Taiwan is on the fast track to regulating crypto by introducing mandatory licenses for every firm trading digital assets.
The Financial Supervisory Commission (FSC) and a member of the Legislative Yuan have drafted separate versions of the “Virtual Asset Service Act,” which, if enacted, would change the country’s crypto framework.
The FSC released its draft of the “Virtual Asset Service Act” last week, while lawmaker Huang Shan-shan published her own version on Tuesday. The country lacks clear regulations that dictate how digital assets will operate, get licenses, or protect investors from fraud.
Crypto firms in Taiwan have to follow anti-money laundering (AML) laws, but because there are no specific laws on handling digital assets, businesses struggle to differentiate legal from illegal trading activities, so they risk sudden legal changes or penalties.
Investors also feel unprotected without specific laws safeguarding them from fraud. If a crypto exchange platform shuts down or a project fails with its investment intact, it can’t take effective legal action against it. The new act will try to resolve these challenges by ensuring businesses practice the right trading activities that protect the interests of investors.

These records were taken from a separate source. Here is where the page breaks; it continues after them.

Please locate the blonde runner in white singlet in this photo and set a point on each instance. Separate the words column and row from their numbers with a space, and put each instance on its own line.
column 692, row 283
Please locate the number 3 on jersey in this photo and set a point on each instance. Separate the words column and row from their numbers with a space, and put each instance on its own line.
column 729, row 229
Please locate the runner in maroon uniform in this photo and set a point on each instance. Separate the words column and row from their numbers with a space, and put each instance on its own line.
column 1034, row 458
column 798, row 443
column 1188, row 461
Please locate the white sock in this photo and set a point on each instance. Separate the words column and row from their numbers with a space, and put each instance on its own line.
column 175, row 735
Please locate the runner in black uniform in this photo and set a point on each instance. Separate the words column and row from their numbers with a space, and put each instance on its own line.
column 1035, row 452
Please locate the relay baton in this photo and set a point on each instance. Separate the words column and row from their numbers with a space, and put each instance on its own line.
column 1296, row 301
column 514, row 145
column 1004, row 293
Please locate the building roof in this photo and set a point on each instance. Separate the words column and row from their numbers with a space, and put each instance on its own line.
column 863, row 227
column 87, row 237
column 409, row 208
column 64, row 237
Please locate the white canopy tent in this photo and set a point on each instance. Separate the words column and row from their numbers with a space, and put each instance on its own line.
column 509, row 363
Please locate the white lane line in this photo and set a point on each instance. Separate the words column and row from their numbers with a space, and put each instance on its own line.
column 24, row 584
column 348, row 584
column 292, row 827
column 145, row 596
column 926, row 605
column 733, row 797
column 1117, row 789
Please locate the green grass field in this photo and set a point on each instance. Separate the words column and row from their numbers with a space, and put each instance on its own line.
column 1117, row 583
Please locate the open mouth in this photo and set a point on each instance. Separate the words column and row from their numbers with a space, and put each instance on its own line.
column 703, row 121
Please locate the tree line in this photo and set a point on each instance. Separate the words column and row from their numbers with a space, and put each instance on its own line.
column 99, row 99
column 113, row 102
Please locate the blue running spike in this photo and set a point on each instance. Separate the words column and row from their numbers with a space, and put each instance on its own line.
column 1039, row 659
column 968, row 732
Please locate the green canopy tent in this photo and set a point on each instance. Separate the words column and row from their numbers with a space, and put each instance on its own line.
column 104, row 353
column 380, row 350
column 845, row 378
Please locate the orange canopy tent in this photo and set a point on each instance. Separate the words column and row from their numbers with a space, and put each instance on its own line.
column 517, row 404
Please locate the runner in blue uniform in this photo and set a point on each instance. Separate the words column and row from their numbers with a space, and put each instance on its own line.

A business that does not follow the anti-money laundering requirements or skips registration with the government faces fines of up to NT$5 million ($150,400), or its officials could be imprisoned for up to two years. The new bill will make these laws stricter and ensure crypto firms provide high-quality services to all.
Crypto lawyer and secretary general of the Taiwan Fintech Association, Kevin Cheng, believes these new regulations will improve the quality of crypto firms’ services.
He also says that smaller council factories, with NT$300 million to 500 million in capital, might find it hard to stay competitive in light of these increased licensing fees. In response, lawyer Eddie Hsiung from the Taiwan Fintech Association proposed that Taiwan should not apply these laws uniformly regardless of the size of the company.
He suggested that instead, small fintech firms be granted the ability to comply with less strict requirements. The big ones, on the other hand, should uphold higher standards.
This still doesn’t move proponents of the bill, who argue that stricter rules are necessary to protect investors and prevent scams, as evidenced by previous high-profile crypto scams and exchange failures.
The FSC and lawmakers should review industry feedback before finalizing the bill to ensure they strike a balance between regulation and innovation. Doing so would allow small firms to grow, meet regulatory standards, and set clear guidelines on how businesses in the crypto space operate.